Dow Jones Industrial Average turun 0,15 persen ke level 48.904,78. Sementara S&P 500 naik tipis 0,04 persen ke 6.881,60 dan Nasdaq Composite menguat 0,36 persen ke 22.748,86. Ketiga indeks sempat melemah tajam di awal sesi sebelum akhirnya berbalik arah menjelang penutupan.
Penguatan saham sektor energi, teknologi, dan pertahanan membantu menahan tekanan di pasar yang lebih luas. Saham-saham berbasis kecerdasan buatan (AI) kembali diburu investor, menunjukkan bahwa optimisme terhadap potensi pertumbuhan produktivitas dari teknologi masih kuat, meskipun risiko geopolitik meningkat.
CEO F/m Investments, Alex Morris, menilai konflik di Timur Tengah belum memberikan dampak besar terhadap rata-rata saham di AS. “Saya rasa pelaku pasar tidak terlalu tergerak oleh konflik ini sampai harga minyak menyentuh 100 Dolar AS per barel, yang bisa menjadi pemicu emosional,” ujarnya.
Menurutnya, dominasi saham teknologi di pasar AS membuat indeks lebih tahan terhadap gejolak geopolitik.
Saham teknologi raksasa kembali menjadi tujuan utama investor. Nvidia melonjak 3 persen, sementara Microsoft naik 1,5 persen. Kenaikan ini membantu S&P 500 dan Nasdaq memangkas kerugian setelah sebelumnya sempat menyentuh level terendah dalam dua pekan.

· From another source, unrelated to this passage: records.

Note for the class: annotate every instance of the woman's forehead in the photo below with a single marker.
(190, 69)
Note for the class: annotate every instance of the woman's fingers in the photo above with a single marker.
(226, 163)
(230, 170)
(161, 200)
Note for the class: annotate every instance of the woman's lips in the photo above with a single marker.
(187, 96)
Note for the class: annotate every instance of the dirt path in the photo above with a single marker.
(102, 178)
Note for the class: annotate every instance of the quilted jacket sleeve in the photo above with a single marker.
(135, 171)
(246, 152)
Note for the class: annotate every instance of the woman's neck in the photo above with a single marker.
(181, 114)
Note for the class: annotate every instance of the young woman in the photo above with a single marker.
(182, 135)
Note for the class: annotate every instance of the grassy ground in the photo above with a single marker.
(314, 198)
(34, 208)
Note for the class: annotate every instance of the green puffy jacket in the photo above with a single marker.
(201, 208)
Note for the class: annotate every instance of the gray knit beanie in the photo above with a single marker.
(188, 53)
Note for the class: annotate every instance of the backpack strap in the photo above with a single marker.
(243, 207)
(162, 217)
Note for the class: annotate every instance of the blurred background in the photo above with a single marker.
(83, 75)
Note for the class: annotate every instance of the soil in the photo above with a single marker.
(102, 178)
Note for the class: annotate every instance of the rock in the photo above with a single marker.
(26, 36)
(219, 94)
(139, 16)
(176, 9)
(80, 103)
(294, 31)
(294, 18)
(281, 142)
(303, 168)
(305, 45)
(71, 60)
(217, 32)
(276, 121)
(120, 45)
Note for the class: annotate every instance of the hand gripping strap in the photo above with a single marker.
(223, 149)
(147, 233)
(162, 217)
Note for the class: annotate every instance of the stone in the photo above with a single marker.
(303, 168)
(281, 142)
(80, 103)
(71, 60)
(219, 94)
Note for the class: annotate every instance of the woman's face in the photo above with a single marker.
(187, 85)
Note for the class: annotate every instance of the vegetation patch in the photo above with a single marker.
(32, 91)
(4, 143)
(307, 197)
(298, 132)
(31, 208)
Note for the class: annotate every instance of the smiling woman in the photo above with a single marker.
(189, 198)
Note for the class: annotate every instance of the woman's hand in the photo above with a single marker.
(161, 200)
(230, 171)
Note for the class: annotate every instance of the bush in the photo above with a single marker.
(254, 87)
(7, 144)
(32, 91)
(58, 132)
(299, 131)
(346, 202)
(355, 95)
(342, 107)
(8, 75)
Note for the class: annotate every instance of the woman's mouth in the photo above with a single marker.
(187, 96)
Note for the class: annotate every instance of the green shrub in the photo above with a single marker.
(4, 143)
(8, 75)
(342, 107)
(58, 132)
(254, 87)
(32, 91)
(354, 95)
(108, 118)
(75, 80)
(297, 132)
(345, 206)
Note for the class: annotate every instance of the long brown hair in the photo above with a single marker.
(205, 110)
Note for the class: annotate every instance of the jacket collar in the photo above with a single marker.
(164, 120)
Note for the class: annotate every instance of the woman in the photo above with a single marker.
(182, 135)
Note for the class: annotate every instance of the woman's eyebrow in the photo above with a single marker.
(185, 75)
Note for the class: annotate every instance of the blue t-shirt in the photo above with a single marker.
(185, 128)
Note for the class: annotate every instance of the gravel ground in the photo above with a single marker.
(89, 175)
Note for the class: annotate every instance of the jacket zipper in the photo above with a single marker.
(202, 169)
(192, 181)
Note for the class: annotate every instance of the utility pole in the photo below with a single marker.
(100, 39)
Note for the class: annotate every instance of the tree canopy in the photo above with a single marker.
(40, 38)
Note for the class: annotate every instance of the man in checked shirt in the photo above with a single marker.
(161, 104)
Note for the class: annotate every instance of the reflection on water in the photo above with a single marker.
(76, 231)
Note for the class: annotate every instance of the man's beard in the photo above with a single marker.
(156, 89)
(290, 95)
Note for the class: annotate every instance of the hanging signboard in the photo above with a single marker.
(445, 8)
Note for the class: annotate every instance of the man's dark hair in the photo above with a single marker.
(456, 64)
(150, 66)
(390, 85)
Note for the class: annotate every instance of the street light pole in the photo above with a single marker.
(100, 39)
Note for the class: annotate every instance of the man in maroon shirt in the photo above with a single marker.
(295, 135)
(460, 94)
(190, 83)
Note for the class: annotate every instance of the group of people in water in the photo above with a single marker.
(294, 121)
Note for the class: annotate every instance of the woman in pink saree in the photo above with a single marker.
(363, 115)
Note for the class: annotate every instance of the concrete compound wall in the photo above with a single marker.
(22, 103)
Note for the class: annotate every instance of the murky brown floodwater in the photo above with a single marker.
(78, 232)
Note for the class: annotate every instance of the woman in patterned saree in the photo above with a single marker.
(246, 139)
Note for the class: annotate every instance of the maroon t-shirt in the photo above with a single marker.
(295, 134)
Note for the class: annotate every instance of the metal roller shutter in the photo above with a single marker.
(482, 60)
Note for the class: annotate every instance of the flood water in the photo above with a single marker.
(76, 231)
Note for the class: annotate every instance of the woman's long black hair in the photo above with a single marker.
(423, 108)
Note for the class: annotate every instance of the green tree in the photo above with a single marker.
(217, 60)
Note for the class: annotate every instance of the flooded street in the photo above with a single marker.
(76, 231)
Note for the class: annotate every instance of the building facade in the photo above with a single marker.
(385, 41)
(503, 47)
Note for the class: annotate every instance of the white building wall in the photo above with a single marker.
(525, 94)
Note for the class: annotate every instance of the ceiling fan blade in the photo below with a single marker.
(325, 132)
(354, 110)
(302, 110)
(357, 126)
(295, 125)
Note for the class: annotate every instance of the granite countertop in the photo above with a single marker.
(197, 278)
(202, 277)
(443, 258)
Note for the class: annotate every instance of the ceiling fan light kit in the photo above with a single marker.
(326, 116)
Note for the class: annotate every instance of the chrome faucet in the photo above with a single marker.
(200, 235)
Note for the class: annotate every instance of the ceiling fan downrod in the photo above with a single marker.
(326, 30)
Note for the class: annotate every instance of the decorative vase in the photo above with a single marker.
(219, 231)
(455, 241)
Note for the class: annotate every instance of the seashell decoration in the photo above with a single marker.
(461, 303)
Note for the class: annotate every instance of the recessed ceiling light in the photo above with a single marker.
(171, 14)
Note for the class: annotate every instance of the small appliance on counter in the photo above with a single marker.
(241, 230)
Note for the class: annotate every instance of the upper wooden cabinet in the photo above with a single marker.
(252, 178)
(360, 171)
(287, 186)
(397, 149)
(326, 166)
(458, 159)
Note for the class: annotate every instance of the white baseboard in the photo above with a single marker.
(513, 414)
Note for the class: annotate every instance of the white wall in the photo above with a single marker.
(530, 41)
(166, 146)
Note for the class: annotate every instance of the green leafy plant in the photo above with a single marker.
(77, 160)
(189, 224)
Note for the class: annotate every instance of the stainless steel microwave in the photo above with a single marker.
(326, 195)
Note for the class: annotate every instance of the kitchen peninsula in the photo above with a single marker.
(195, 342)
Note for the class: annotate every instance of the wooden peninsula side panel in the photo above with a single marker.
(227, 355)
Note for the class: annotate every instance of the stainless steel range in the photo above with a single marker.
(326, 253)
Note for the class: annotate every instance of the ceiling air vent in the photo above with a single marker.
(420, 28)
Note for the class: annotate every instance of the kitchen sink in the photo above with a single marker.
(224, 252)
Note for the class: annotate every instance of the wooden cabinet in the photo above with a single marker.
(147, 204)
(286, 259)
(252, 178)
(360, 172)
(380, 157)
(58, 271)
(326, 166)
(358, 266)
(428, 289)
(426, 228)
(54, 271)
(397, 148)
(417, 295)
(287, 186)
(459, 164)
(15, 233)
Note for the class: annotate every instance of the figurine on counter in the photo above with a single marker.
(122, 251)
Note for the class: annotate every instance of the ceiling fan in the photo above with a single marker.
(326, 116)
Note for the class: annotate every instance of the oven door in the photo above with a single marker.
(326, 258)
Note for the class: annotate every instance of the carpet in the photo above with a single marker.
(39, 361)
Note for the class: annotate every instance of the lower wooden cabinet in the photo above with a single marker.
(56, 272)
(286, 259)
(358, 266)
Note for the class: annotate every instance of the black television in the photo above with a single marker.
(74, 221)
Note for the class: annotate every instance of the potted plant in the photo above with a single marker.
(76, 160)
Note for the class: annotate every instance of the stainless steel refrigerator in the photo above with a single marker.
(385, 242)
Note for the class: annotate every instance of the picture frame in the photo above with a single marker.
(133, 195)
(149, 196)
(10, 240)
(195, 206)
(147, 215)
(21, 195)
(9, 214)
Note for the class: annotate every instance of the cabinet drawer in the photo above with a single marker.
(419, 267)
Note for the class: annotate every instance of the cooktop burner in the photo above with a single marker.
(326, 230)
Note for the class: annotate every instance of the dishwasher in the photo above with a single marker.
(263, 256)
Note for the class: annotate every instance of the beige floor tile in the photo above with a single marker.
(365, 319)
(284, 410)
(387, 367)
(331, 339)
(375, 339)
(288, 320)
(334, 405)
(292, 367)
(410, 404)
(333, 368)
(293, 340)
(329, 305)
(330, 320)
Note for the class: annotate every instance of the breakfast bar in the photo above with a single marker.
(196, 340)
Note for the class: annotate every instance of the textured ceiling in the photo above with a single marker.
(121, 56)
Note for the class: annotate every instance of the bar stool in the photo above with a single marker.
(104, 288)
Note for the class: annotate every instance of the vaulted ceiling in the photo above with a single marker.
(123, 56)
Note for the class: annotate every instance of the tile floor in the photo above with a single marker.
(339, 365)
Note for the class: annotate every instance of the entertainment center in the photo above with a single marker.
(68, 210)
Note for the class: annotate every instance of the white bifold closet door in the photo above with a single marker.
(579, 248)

Di sisi lain, saham maskapai dan perusahaan pelayaran terpukul. Delta Air Lines dan United Airlines masing-masing turun lebih dari 2 persen. Saham operator kapal pesiar seperti Carnival Corporation anjlok 7,6 persen, sedangkan Norwegian Cruise Line Holdings merosot lebih dari 10 persen. Kenaikan harga bahan bakar jet dan penutupan wilayah udara Timur Tengah menjadi faktor utama tekanan di sektor ini.
Saham pertahanan juga menguat seiring meningkatnya ketegangan geopolitik. Investor sempat khawatir konflik akan meluas setelah laporan bahwa serangan gabungan AS dan Israel menewaskan Pemimpin Tertinggi Iran, Ayatollah Ali Khamenei.
Namun, sebagian pelaku pasar menilai gejolak ini hanya bersifat sementara. Bill Smead, pendiri Smead Capital Management, mengatakan investor kembali ke saham-saham unggulan yang sudah terbukti kinerjanya.
“Ketika orang merasa takut, mereka kembali ke saham yang sudah nyaman bagi mereka,” ujarnya.